La vitamina C, la niacinamida, el ácido kójico y los retinoides son los ingredientes con más respaldo para el uso diario, mientras que la hidroquinona y los tratamientos energéticos se reservan para casos que no responden o que un dermatólogo considera adecuados.
En este artículo encontrarás:
- La despigmentación combina activos que inhiben la producción de melanina, aceleran la renovación celular o eliminan pigmento de forma selectiva; ningún enfoque funciona solo ni de forma inmediata.
- Vitamina C y niacinamida son los activos mejor tolerados para uso diario; ácido kójico y retinoides aportan más potencia, pero requieren introducción progresiva.
- La hidroquinona es el despigmentante más potente, pero debe pautarla y supervisarla un dermatólogo, en ciclos limitados.
- Una rutina bien montada (antioxidante y SPF por la mañana, activo dirigido por la noche) necesita al menos 2-3 meses de constancia para mostrar resultados claros.
- Los peelings químicos, el láser y la IPL aceleran resultados en manchas resistentes, pero exigen un profesional con experiencia, sobre todo en pieles con fototipos más oscuros.

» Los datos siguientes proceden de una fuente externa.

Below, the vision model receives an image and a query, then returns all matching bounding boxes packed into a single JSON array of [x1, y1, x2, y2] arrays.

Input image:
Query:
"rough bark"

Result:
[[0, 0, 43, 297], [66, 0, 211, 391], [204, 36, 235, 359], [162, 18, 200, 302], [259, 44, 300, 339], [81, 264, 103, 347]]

- La fotoprotección diaria no es un complemento, es la condición para que cualquier tratamiento no se revierta.
- El melasma es el tipo de mancha más lento e inestable de tratar: conviene fijar expectativas realistas desde el principio.
- Abandonar el tratamiento demasiado pronto, combinar demasiados activos fuertes a la vez o saltarse la fotoprotección son los errores que más reactivan las manchas.